Yesterday The Challenge announced it had entered into administration, owing to the ramifications of the loss of a £60m contract in August to deliver NCS services.
The Challenge, which employs 210 people, said it had been in negotiations for five months with the government and the NCS Trust to avoid its collapse, but that talks had ultimately proved fruitless.
The charity is also in a £22m lawsuit with the NCS Trust over claims the latter’s software system was “inadequate and/or not fit for purpose”.
In a statement announcing the administration, The Challenge said the collapse was a “national scandal” and expressed anger at how the charity had been forced into financial difficulties.
But in a lengthy statement in response, the NCS Trust said that it was “simply not responsible” for The Challenge’s administration.
“The fact remains The Challenge decided it would not sign contracts to deliver NCS from 2020 and that was the main catalyst for the resulting problems it has faced,” the NCS Trust’s statement said.
“NCS Trust has been working tirelessly right up until today to negotiate a way forward with The Challenge, including the offer of a board-to-board meeting that was refused.
“All money has been paid to The Challenge for the delivery of its places this summer and autumn even though we understand The Challenge has not subsequently paid all its suppliers.
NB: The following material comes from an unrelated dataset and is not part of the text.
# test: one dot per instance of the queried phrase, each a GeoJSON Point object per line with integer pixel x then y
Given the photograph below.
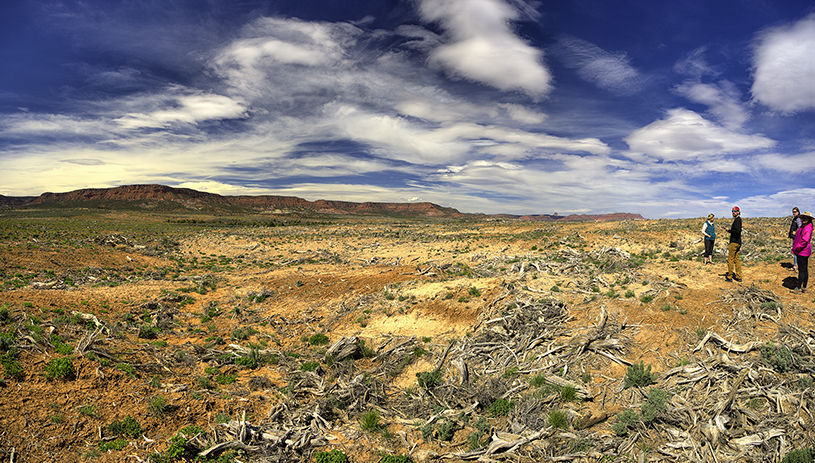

“It also entered into an expensive and misguided High Court action against NCS Trust rather than taking up our offer of independent mediation.
“To suggest there is a failure of oversight in NCS provision is utter nonsense. What has happened here is The Challenge has worked to try to force other bodies to come to its aid when there is no rationale for anyone doing so.”
The NCS Trust also suggested that The Challenge’s fall was a failure on the charity’s part to win a new contract to help run the NCS programme.
“Rather than a lack of oversight, it is more accurate to say this has been the failure of The Challenge, and The Challenge alone, to recognise it was one of a number of suppliers to NCS Trust in a competitive public procurement process, and it is the job of NCS Trust to deliver its programme safely and at the best possible cost to the taxpayer,” the statement said.
“We will do what we can to assist staff and suppliers of The Challenge. Challenge staff eligible for transfer to other suppliers have done so under the TUPE process.”
In response, The Challenge hit out at perceived inaccuracies in the NCS Trust’s statement.
In a statement, The Challenge said: “The statement from NCST exposes exactly the high-handed, disdainful, arrogant behaviour and wilful misrepresentation of the truth that we and many others have encountered in our dealings with them. They believe that they are beyond reproach.
“Our lawyers will attest that significant payments remain outstanding and that far from withdrawing from the contracts, we sought legitimate assurances on their safety and viability.”
Third Sector understands that The Challenge had been in discussions with the Department for Digital, Culture, Media and Sport about the NCS Trust’s behaviour and leadership before its contract was ended.
The Challenge had also asked the DCMS to step in to help find a resolution, but was concerned at the department’s inaction over the dispute.
“The contracts – which we had fairly won and been awarded – were unilaterally withdrawn on 31 July 2019, 16 days after we registered our concerns with DCMS,” the statement from The Challenge said.
The DCMS declined to comment on The Challenge’s administration.